Of all the lists and awards that are reigned down on books at the end of the year, this list is my most favorite. I have reached out to past guests from The Stacks in 2023 and asked them to share with us their favorite book they read this year, and the one book in 2024 they’re looking forward to. I love the list because, as you know, The Stacks’ guests have the best taste in books, and the list is unlike what you get in every other publication. My guests have range.

I hope you enjoy reconnecting with the many voices from our 2023 season.


Chelsea Devantez
Host of Glamorous Trash with Chelsea Devantez

The best books I read this year were almost entirely recommended by Traci!
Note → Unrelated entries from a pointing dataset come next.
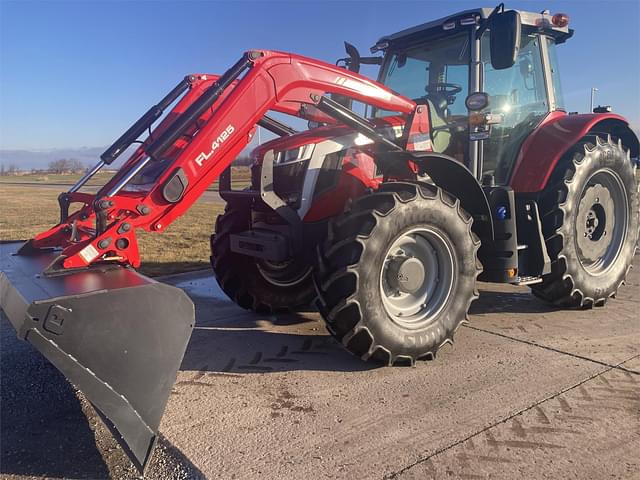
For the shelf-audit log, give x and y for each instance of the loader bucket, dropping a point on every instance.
(117, 335)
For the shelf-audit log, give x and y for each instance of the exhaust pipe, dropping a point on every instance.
(116, 335)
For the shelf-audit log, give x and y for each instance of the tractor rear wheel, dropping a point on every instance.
(253, 283)
(397, 273)
(590, 222)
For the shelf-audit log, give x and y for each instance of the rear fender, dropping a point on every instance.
(542, 150)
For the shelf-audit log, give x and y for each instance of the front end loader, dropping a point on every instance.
(461, 165)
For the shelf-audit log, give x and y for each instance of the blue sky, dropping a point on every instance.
(79, 73)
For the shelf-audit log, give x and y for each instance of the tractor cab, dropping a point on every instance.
(488, 76)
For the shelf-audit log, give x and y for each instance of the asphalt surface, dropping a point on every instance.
(527, 391)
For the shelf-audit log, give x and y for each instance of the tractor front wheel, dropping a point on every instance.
(590, 222)
(253, 283)
(397, 273)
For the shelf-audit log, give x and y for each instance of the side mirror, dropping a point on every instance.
(354, 57)
(504, 39)
(477, 101)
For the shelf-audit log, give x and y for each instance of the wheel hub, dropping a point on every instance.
(601, 221)
(406, 274)
(596, 212)
(417, 277)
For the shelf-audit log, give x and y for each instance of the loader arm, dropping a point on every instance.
(117, 335)
(201, 136)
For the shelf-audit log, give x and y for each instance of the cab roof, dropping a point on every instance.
(540, 20)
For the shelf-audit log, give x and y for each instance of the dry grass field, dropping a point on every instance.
(184, 246)
(241, 177)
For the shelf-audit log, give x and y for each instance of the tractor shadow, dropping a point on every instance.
(507, 299)
(228, 340)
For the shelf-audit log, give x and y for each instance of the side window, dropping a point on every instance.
(518, 90)
(555, 73)
(408, 76)
(458, 75)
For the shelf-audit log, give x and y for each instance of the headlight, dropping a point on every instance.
(303, 152)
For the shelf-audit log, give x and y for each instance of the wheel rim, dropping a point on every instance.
(601, 222)
(283, 274)
(417, 277)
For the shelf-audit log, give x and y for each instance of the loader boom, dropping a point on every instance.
(199, 138)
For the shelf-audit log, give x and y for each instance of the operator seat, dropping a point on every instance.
(438, 113)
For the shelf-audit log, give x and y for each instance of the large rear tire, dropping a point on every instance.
(252, 283)
(397, 273)
(590, 222)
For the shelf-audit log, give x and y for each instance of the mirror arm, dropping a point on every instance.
(483, 27)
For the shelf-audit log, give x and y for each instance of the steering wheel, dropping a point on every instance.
(448, 89)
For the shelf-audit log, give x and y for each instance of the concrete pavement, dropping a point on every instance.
(526, 391)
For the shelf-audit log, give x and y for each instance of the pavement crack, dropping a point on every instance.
(579, 384)
(555, 350)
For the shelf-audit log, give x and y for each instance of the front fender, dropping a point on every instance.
(457, 180)
(542, 150)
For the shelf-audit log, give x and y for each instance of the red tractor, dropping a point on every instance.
(461, 164)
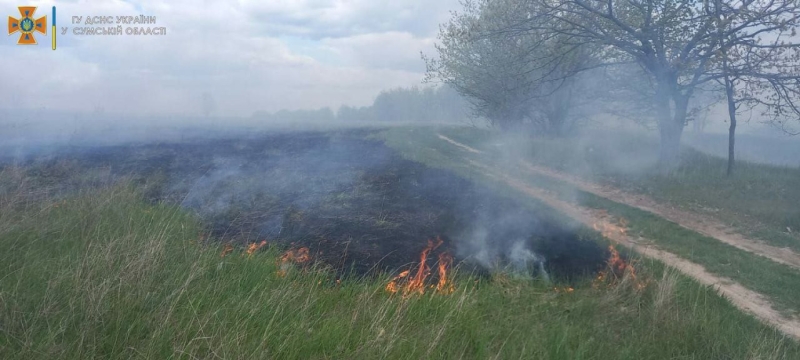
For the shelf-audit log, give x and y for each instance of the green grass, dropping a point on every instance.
(776, 281)
(761, 201)
(105, 274)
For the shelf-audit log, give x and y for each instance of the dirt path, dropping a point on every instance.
(747, 300)
(696, 222)
(743, 298)
(690, 220)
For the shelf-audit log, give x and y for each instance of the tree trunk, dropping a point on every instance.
(732, 128)
(671, 124)
(670, 144)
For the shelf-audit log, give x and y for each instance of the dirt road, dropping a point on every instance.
(743, 298)
(690, 220)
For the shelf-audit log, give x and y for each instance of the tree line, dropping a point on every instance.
(415, 104)
(545, 65)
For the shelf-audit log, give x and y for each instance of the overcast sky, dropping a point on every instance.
(250, 55)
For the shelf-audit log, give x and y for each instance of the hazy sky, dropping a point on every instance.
(250, 55)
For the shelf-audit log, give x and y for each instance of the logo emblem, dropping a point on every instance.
(26, 25)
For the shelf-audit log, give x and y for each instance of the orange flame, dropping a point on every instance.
(226, 250)
(618, 267)
(297, 256)
(416, 284)
(445, 261)
(253, 247)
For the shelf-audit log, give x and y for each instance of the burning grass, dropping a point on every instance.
(414, 280)
(107, 275)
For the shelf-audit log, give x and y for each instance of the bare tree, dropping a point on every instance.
(513, 80)
(757, 61)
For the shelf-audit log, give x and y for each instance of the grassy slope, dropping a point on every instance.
(778, 282)
(106, 275)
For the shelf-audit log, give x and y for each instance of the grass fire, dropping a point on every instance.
(340, 243)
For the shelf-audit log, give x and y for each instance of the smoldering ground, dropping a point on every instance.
(356, 204)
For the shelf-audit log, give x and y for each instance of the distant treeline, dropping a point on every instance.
(428, 104)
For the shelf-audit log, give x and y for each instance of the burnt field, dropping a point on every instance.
(353, 202)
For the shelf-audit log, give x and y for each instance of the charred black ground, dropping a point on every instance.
(353, 201)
The Other Side and We Were Once Family are massive highlights for me. But there is one memoir that I found via my podcast which I cannot stop thinking about and that is Joyce Maynard’s 1998 memoir At Home In The World. Joyce is a voracious writer and I almost felt the book had me in an emotional chokehold as I read about her relationship with JD Salinger when he was 53 and she was just eighteen. I would describe the book as haunting, both as a piece of writing, and in the book’s place in culture. In 1998 she was shunned and decried by Marureen Dowd as a ‘leech woman’ by daring to speak against Salinger, and even after such bravery it would be eighteen more years till we saw a movement like ‘me too.’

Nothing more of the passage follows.